A Canterbury Tale

A Canterbury Tale. Michael Powell. 1944. ⚂

[half an hour passes]

I’m struggling with this movie: It’s the sound that’s the problem. It’s not just that it’s crackly and stuff, but often I can’t quite make out what they’re saying. If I pump up the volume so that I can hear what the American is saying, all the En-Un-Cia-Tion by the Brits blast my ear drums.

And it’s just a very odd movie — it starts out like one kind of a comedy, and then turns into a quite different type of comedy.

I’m finding it hard to concentrate. Perhaps I should find some pirated subtitles…

[ten minutes pass]

I couldn’t find any subtitles for this specific version, but I found a version for a version that’s a bit longer? A different frame rate? So now I can turn the volume down a bit and lessen the eardrum rupture…

[half an hour passes]

This is a very difficult movie to screenshot. Most of the frame is usually out of focus… did they only have a single f1.4 lens or something? I mean, it’s a wartime cheapie movie to keep morale up, and there aren’t many… technical… qualities here.

The action (what there is) is pretty amusing, but the actors seem really… stiff? Yeah, stiff. Were all the good ones off killing Germans?

:

Although the film initially had very poor reviews in the UK press, and only small audiences, the film became a moderate success at the British box office in 1944.

The film was the first production of Powell and Pressburger not to be a major box office draw.

Makes sense. But then:

The film was fully restored by the British Film Institute in the late 1970s and the new print was hailed as a masterwork of British cinema.

I feel like there’s a [by whom?] missing there.

[the end]

Well, the feeling of having an awl in my ear whenever a particularly British person was speaking kinda dimmed my appreciation for this, but it’s also just a very messy movie. I could possibly have appreciated that more… it’s apparently a movie that many people like, and I can sort of see why: It’s got a real nostalgic thing going on, and it’s showing real, actual scenes from a bombed-out Canterbury, so I assume that it has lots of sentimental significance for people.

But I just couldn’t get into it: The auto-of-focus er “cinematography” and the er “actors” and the er “plot”…

Your mileage will vary.

Älskande par

Loving Couples. Mai Zetterling. 1964. ⚂

OH MY GOD! This movie has everybody I love! Harriet Andersson! Gunnel Lindblom! Gunnar Björnstrand! Eva Dahlbeck! ETC!!!

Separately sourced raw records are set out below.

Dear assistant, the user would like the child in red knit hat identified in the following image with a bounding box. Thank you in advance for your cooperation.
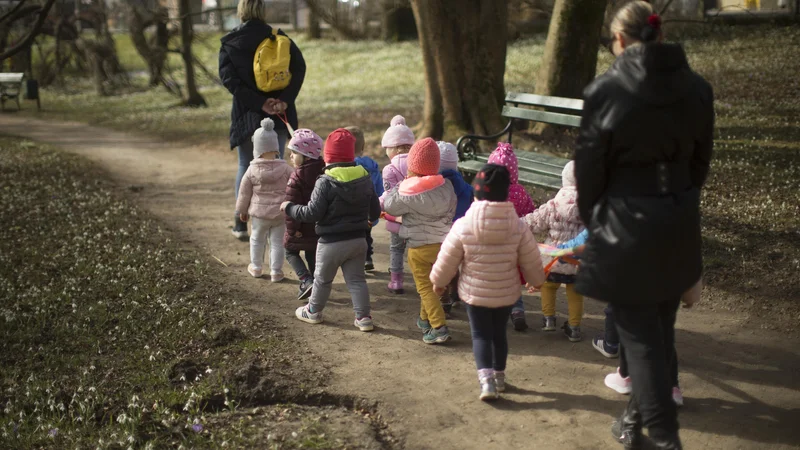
[383,138,456,344]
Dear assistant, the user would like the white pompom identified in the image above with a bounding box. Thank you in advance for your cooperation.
[261,117,275,131]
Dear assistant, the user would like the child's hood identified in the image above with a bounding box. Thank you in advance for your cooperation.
[466,200,520,244]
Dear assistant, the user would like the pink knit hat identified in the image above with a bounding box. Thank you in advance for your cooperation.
[408,138,440,177]
[488,142,519,184]
[381,115,415,148]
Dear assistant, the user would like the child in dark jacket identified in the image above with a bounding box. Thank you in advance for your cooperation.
[345,126,383,270]
[283,129,325,300]
[281,128,381,331]
[436,141,474,314]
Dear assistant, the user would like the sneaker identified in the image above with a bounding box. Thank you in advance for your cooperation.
[511,311,528,331]
[542,316,556,331]
[561,322,583,342]
[294,305,322,325]
[672,386,683,408]
[592,337,619,358]
[269,272,286,283]
[422,325,450,344]
[478,377,500,402]
[353,316,375,331]
[494,371,506,392]
[417,317,431,333]
[603,368,632,395]
[297,277,314,300]
[247,264,263,278]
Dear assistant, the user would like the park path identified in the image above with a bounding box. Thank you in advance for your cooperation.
[0,114,800,450]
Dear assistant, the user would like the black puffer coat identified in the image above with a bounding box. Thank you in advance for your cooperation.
[286,162,381,243]
[219,20,306,148]
[575,43,714,304]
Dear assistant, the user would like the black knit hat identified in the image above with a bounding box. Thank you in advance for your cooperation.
[472,164,511,202]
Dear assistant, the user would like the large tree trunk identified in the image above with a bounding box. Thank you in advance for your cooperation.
[178,0,206,106]
[536,0,608,132]
[411,0,508,139]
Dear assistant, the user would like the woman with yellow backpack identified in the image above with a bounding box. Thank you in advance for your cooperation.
[219,0,306,240]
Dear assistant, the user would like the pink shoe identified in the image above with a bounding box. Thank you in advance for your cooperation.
[386,272,405,294]
[672,386,683,408]
[247,264,263,278]
[605,367,631,395]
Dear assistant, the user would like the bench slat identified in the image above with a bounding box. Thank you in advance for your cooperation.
[506,92,583,112]
[503,106,581,127]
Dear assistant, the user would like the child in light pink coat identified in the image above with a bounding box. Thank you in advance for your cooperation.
[430,164,544,400]
[489,142,536,331]
[236,118,292,282]
[525,161,585,342]
[381,115,415,294]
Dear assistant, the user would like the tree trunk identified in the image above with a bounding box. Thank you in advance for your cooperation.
[536,0,608,133]
[411,0,508,139]
[178,0,206,106]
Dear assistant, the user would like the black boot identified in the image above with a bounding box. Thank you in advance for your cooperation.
[611,399,644,450]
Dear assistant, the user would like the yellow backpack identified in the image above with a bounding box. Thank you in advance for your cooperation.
[253,28,292,92]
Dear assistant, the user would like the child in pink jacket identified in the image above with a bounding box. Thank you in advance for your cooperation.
[236,118,292,283]
[489,142,536,331]
[381,115,414,294]
[430,164,544,400]
[525,161,585,342]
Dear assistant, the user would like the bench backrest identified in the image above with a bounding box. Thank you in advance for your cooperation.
[503,92,583,127]
[0,73,25,83]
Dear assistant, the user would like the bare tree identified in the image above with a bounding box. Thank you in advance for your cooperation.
[411,0,508,139]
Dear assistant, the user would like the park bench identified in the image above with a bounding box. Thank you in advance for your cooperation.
[456,92,583,190]
[0,73,25,110]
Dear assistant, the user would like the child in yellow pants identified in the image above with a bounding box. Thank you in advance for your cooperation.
[524,161,585,342]
[383,138,456,344]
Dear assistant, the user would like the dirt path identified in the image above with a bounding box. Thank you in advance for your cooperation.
[0,115,800,450]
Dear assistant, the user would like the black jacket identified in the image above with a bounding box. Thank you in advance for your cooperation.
[286,162,381,243]
[575,44,714,304]
[219,20,306,148]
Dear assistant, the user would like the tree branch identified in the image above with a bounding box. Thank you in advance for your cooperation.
[0,0,56,61]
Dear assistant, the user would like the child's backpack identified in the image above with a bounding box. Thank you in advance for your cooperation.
[253,28,292,92]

I’ve never seen any of Zetterling’s movies (as a director), but a recent issue of Sight & Sound magazine mentioned than one of her movies is totes da bomb, so I got her Collected Works DVD box… from Italy, I think it was. Because it’s totally sold out everywhere.

Here’s the first movie in the set. I’m all excited.

[ten minutes pass]

This is, of course, teensily slightly itsy bitsily influenced by Bergman ahem, but there’s a bunch of striking shots that Bergman would never have done… but what I’m pausing for now to type (and get another glass of wine) is that it’s also striking how the technical qualities here are a bit eh. For instance, the lighting looks odd, and not on purpose, and the audio could have been clearer, and the camera movements are choppy.

I’ve seen Bergman in documentaries, and he would have shouted at the lighting, audio and camera guys SO MUCH to make them suck less, and apparently Zetterling
didn’t.

[twenty minutes pass]

It’s structurally really interesting… it’s based on three women checking into a maternity ward, but most of the time is spent in flashbacks that aren’t marked very heavily.

The time period isn’t totally clear either, but I’m guessing it’s supposed to be from Zetterling’s mother’s generation; i.e., the teens and the twenties?

It’s mostly pretty riveting, except the lesbian camp counsellor:

That’s not the way!

[more time passes]

I feel that it’s lost its focus now. Instead of being very centred on the women in the hospital and their direct memories, those remembrances have gotten… kinda… excessive. And not really about what they could have remembered much at all.

It feels like Zetterling is dropping in a complete costume drama in here at random, featuring all the characters we’ve seen so far. Is that supposed to be a fantasy? Or is it tying these characters together for real?

It’s just… diffuse…

The way they have people playing their characters over a large number of years doesn’t help with the confusion, so you have a 40-year-old woman apparently playing… mother? to a 27-year-old woman… it’s just hard to parse sometimes what Zetterling is trying to say.

[even more time passes]

So that wasn’t a fantasy? They’re all from the same household? (Ish.)

OK, I’m a bit drunk.

[the end]

The movie started off really well. It was structured as flashbacks from the women in the maternity ward and it was interesting. But then, halfway through, it switched to farcical costume drama. Badly done.

It’s just odd. And not in a good way.